Şiddetli alerjik reaksiyonlar: Adrenalin burun spreyi artık İtalya'da mevcut.

Yakında İtalya'da bile, şiddetli alerjik reaksiyonlarda, adrenalinin normalde uygulandığı kas içi enjeksiyona basit bir burun spreyi eklenecek ve iğne korkusu olanlar için geçerli bir alternatif haline gelecek.
Ağustos 2024'te Gıda ve İlaç Dairesi (FDA) ve Avrupa İlaç Ajansı (EMA) tarafından onaylanan ve halihazırda Almanya'da piyasaya sürülen ürün, AIFA tarafından son değerlendirme aşamasına gelmiş olup, 2026 yılında ülkemizde de satışa sunulması beklenmektedir. Bu, alerjik reaksiyonların en şiddetli türü olan ve derhal teşhis edilip durdurulmadığı takdirde ölümcül olabilen anafilaksinin yönetimi ve zamanında tedavisi için önemli bir atılımdır. Bu açıklama, Dünya Alerji Örgütü (WAO) ile iş birliği içinde Milano'da düzenlenen XXXVII. Ulusal Kongresi için toplanan İtalyan Alerji, Astım ve Klinik İmmünoloji Derneği (SIAAIC) uzmanları tarafından yapılmıştır. Sprey yalnızca en az 30 kilogram ağırlığındaki kişilerde kullanılabilir.

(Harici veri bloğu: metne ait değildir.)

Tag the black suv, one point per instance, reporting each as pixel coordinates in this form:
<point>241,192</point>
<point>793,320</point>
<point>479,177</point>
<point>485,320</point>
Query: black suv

"Alerjiler, Avrupa'da en yaygın kronik rahatsızlıktır ve yaklaşık 150 milyon Avrupalının bir tür alerjiden muzdarip olduğu tahmin edilmektedir. Bunlar arasında, ciddi alerjik rahatsızlıkları olan kişilerin yaklaşık %20'si, kontrol edilemeyen bir reaksiyon nedeniyle anafilaktik şok veya ölüm korkusuyla yaşıyor," diyor İtalyan Alerji, Astım ve Klinik İmmünoloji Derneği (SIAAIC) başkanı ve Salerno Sağlık Otoritesi Dahiliye Birimi direktörü Vincenzo Patella. Anafilaksinin yönetimi, teşhisi ve önlenmesi, yakın zamanda Milano'da sona eren SIAAIC kongresinin temel konuları arasındaydı. Kongrede uzmanlar, şimdiye kadar yalnızca yanlarında taşımaları gereken otoenjektörler (kendi kendine ilaçlama sistemleri) kullanan hastalar için yeni cihazlara odaklandı.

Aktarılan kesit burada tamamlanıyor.